The most common detail of "bigness" is visible size. Most areas in video games are already built larger than they would be for a real person of that size. Having buildings that are scaled larger than normal in video games contributes to a sense of grandeur. The SWTOR Jedi Temple on Tython, for example, is apparently built for giants. There's no way that normal-sized humanoids could live or operate comfortably in a space that large, but the purpose isn't a real living space, it's to convey a sense of enormity and grandeur to the players who enter that space.

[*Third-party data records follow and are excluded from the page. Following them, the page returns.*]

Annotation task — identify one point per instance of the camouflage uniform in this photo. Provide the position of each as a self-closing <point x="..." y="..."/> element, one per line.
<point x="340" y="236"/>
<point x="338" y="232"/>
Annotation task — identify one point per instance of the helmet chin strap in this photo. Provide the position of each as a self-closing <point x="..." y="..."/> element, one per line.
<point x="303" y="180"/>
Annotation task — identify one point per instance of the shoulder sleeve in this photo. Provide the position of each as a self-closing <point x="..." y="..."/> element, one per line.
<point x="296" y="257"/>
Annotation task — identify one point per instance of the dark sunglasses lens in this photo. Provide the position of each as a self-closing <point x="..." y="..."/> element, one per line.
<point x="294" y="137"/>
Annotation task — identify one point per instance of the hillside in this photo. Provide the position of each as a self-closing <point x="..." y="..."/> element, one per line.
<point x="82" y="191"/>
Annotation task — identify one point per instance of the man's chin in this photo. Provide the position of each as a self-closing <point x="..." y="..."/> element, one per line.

The amount of time it takes to navigate the area also contributes to the sense of how large a place is. If you think about traveling in real life, the metric of travel time is the most commonly used to determine how far away something is. This means that making travel time take longer actually makes something feel bigger, because our brains tell us "the longer it takes to get there means the further away it is", even if it isn't actually that far away. Look at how long it takes the player to approach the Colossus in this animation. It makes the colossus feel so much bigger because it takes so much longer to reach it.

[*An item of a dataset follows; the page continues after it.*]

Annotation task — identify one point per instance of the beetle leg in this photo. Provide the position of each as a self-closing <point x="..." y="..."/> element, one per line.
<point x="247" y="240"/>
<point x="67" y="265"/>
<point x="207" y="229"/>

We also often use tricks like forced perspective in certain places in order to make things feel bigger. If we have unreachable areas (e.g. cliffsides, mountain faces, etc.) that are still visible, we can use visual tricks to fool our brains into thinking things are further away or larger than they actually are. Without a reference point that can break the illusion, our minds will fill in the gaps by constructing its own consistent world view - that castle looks this big, so it must be this far away. The illusion above is only broken because we know roughly how tall a human is, so either the humans are giant or the buildings are tiny.
These various tricks (plus others that I haven't talked about) work to stitch a cohesive experience together in the player's mind. Your brain is being shown many things that have all subconsciously meant "big" to it before, so it assumes that its internal rules are still correct and the thing is big.